Hintergrund
Als der Europäische Gerichtshof (EuGH) am 6. Oktober 2015 das seit 2000 geltende Safe-Harbor-Abkommen zwischen der EU und den USA für unwirksam erklärte („Schrems-Entscheidung“), war der Aufschrei groß. Die Zukunft des Transfers personenbezogener Daten in die USA erschien fraglich; mehr als 4000 Unternehmen waren betroffen. Zwar standen und stehen grundsätzlich auch andere Instrumente zur Verfügung, um das erforderliche angemessene Datenschutzniveau für den Transfer personenbezogener Daten in ein datenschutzrechtlich unsicheres Drittland zu gewährleisten; zum Beispiel die EU-Standardvertragsklauseln sowie verbindliche Unternehmensregelungen („Binding Corporate Rules“). Allerdings machten einzelne deutsche Aufsichtsbehörden recht schnell deutlich, dass sie diese Instrumente im Fall des Datentransfers in die USA für untauglich hielten. Auch der Düsseldorfer Kreis, das Gremium der Datenschutzbeauftragten des Bundes und der Länder, bezweifelte in seiner Stellungnahme vom 21. Oktober 2015 die Zulässigkeit von Datentransfers in die USA auf der Grundlage von Standardvertragsklauseln oder verbindliche Unternehmensregelungen. Die Artikel-29-Gruppe, das Gremium der europäischen Datenschutzbeauftragten, setzte der EU-Kommission eine Frist bis Ende Januar 2016, um eine Nachfolgeregelung für das Safe-Harbor Abkommen zu entwickeln.
Privacy Shield
Entgegen vieler Erwartungen einigte sich die EU-Kommission mit den USA am 2. Februar 2016 auf einen Entwurf zu einem EU-US Privacy Shield als Nachfolgeabkommen des Safe-Harbor-Abkommens. Die neue Regelung umfasst nach Verlautbarung der EU-Kommission folgende Elemente:
- Strenge Auflagen für Unternehmen, die personenbezogene Daten europäischer Bürgerinnen und Bürger verarbeiten, sowie konsequente Durchsetzung. Firmen, die personenbezogene Daten aus Europa verarbeiten, sollen durch das US-Handelsministerium überwacht werden.
- Schutzvorkehrungen und Transparenzpflichten bei Zugriff durch US-Regierung; die US-Seite habe auch eine Aufsicht der eigenen Justiz- und Sicherheitsbehörden zugesagt.
- Schutz der Rechte der EU-Bürgerinnen und -Bürger durch verschiedene Rechtsbehelfe. So könne sich, wer seine Datenschutz-Rechte im Namen der nationalen Sicherheit der USA verletzt sähe, an einen von US-Geheimdiensten unabhängigen Ombudsmann wenden.
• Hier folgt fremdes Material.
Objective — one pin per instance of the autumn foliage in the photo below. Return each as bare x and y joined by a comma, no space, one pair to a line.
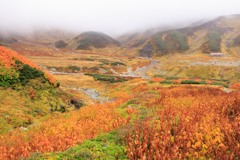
62,131
189,123
8,60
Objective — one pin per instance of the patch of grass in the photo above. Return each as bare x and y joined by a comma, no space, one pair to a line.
117,63
108,146
158,76
172,78
190,82
166,82
107,78
220,84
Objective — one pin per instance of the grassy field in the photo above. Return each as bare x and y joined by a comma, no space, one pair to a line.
190,95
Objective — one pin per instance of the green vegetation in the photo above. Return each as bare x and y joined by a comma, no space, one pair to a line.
180,39
108,146
117,63
190,82
174,41
74,68
161,44
214,41
108,78
220,84
166,82
237,41
20,74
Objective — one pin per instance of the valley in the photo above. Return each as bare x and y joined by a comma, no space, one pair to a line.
161,95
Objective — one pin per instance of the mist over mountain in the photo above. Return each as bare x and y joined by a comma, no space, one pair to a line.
111,17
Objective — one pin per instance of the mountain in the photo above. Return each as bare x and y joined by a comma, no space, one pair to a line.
27,93
46,37
6,39
218,35
91,39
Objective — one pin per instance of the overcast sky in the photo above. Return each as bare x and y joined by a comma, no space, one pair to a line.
108,16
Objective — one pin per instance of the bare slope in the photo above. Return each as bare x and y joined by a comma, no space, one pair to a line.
87,40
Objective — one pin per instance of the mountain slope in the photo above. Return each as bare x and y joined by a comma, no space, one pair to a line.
87,40
26,92
218,35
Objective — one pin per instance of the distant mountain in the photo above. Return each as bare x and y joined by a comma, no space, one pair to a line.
6,39
40,37
91,39
219,35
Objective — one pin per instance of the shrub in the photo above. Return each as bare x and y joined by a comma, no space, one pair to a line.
190,82
26,73
108,78
74,68
117,63
166,82
220,84
214,41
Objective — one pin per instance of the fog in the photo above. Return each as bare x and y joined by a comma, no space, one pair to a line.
113,17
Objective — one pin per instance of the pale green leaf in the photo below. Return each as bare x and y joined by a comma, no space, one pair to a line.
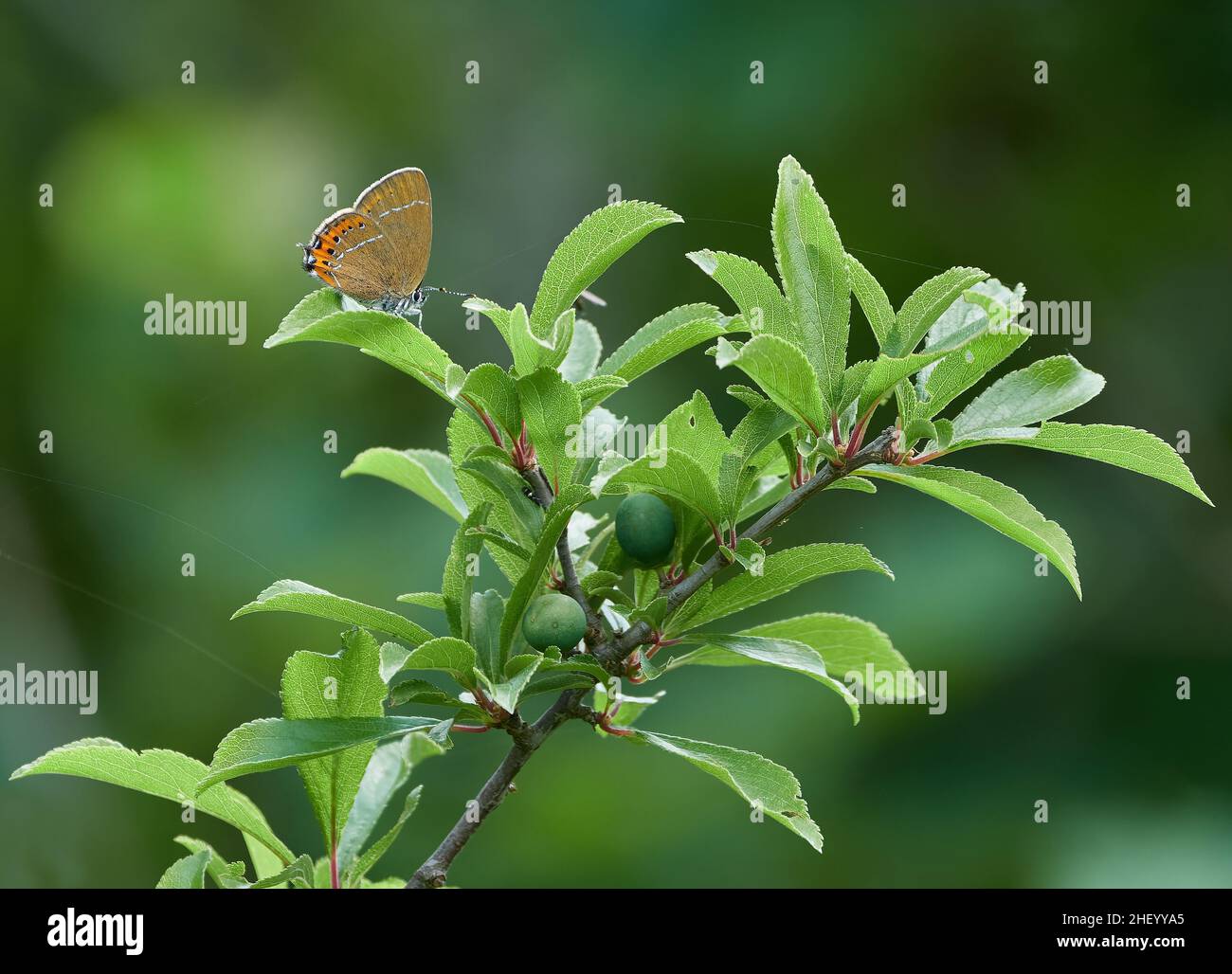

Die deutsche Wirtschaft, so beispielsweise der Digitalverband Bitkom, begrüßte die Einigung weitgehend. Demgegenüber stehen eine große Anzahl von Kritikern und Skeptikern. Zu Recht! Skepsis ist alleine deswegen angebracht, weil bislang kein verbindliches, schriftliches Dokument vorliegt, das die vorstehenden Grundsätze sowie weitere Details verbindlich regelt. Im Hinblick auf die Überwachung der Auflagen durch das US-Handelsministerium muss man fragen, warum dieser Überwachungsmechanismus nun plötzlich funktionieren soll, wenn er zuvor jahrelang offensichtlich nicht funktioniert hat. Bereits zu Zeiten des Safe-Harbor-Abkommens hatte der Düsseldorfer Kreis die mangelnde Kontrolle der Anforderungen durch US-amerikanische Stellen moniert. Ob ein von US-Geheimdiensten unabhängiger Ombudsmann tatsächlich geeignet ist, den vom EuGH geforderten Grundrechtsschutz sicherzustellen, darf ebenfalls bezweifelt werden. Es ist zu befürchten, dass es sich hierbei um einen zahnlosen Tiger handelt. Nach der Unterzeichnung des „Judicial Redress Act“ durch US-Präsident Barack Obama sollen EU-Bürger gegen Datenschutzverletzungen nunmehr zwar auch den US-Gerichtsweg beschreiten können. Allerdings wird dieser Anspruch durch zahlreiche Hürden und Ausnahmen relativiert.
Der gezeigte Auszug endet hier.